Endoscopic ultrasound-guided fine needle aspiration with a 22-gauge needle may be useful for histopathologic diagnosis of autoimmune pancreatitis, according to results from a prospective study.

EUS-FNA is not included in the 2011 International Consensus Diagnostic Criteria “as a method for histopathologic diagnosis of [autoimmune pancreatitis] because of the difficulty in obtaining adequate specimens for histopathologic analysis,” researchers wrote. “However, several reports have suggested that EUS-FNA is useful for the diagnosis of AIP.”

Therefore, to determine the utility of EUS-FNA using a 22-gauge needle for diagnosing AIP, investigators performed a prospective study of 78 patients with suspected AIP who underwent the procedure at 12 tertiary care referral centers in Japan between February 2013 and March 2014. EUS-FNA was performed using an Expect 22-gauge needle (Boston Scientific).

The investigators collected tissue specimens and a blinded pathologist evaluated them for sampling conditions, CD38- and IgG4-positive plasma cell counts, storiform fibrosis and obliterative phlebitis.

Sixty-two patients had tissue samples with at least one high-power field, with a mean IgG4-positive plasma cell count of 5.1/HPF, a mean CD38-positive plasma cell count of 23.2/HPF, a 62.8% rate of storiform fibrosis and a 48.7% rate of obliterative phlebitis.

Ultimately, 45 of the patients had features that indicated a diagnosis of AIP, and thus 58% of the total cohort could be diagnosed with lymphoplasmacytic sclerosing pancreatitis per ICDC guidelines.
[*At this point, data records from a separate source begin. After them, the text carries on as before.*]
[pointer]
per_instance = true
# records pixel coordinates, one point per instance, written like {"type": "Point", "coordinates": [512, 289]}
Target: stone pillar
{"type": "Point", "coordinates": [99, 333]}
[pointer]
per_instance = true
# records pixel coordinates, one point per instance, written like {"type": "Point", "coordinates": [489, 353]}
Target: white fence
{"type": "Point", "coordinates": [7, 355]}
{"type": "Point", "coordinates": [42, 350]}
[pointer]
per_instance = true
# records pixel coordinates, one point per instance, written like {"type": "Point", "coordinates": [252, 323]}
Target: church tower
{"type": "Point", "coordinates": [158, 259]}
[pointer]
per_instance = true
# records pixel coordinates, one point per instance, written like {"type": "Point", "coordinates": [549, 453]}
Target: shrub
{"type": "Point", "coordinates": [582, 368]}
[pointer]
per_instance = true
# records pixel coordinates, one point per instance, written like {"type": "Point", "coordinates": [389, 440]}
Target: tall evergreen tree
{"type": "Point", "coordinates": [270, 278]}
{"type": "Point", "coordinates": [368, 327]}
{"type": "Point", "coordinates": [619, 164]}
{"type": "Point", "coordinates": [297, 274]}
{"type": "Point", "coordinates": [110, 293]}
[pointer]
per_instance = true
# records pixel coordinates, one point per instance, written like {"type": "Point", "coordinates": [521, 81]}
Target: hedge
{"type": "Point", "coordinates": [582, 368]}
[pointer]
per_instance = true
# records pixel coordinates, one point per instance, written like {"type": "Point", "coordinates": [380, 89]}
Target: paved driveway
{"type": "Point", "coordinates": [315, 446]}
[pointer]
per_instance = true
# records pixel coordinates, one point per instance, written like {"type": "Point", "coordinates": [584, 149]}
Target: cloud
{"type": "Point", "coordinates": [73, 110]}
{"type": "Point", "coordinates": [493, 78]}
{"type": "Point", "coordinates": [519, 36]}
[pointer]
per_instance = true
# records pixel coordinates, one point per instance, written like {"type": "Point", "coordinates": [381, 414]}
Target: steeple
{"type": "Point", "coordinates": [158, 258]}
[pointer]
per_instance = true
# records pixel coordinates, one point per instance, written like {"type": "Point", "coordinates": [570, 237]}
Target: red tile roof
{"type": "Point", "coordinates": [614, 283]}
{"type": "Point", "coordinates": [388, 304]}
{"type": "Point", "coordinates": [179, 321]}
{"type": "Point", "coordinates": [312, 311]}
No adverse events occurred during or after the procedure.

“In agreement with our previous study, pancreatic tissues with at least 1 HPF were obtained from approximately 80% of patients by EUS-FNA with a 22[-gauge] needle,” the researchers concluded. “Nearly 60% of patients were diagnosed with ICDC level 2 or higher, supporting the notion that EUS-FNA with a 22[-gauge] needle is useful for the histopathologic diagnosis of AIP.” – by Adam Leitenberger

Disclosures: The researchers report no relevant financial disclosures.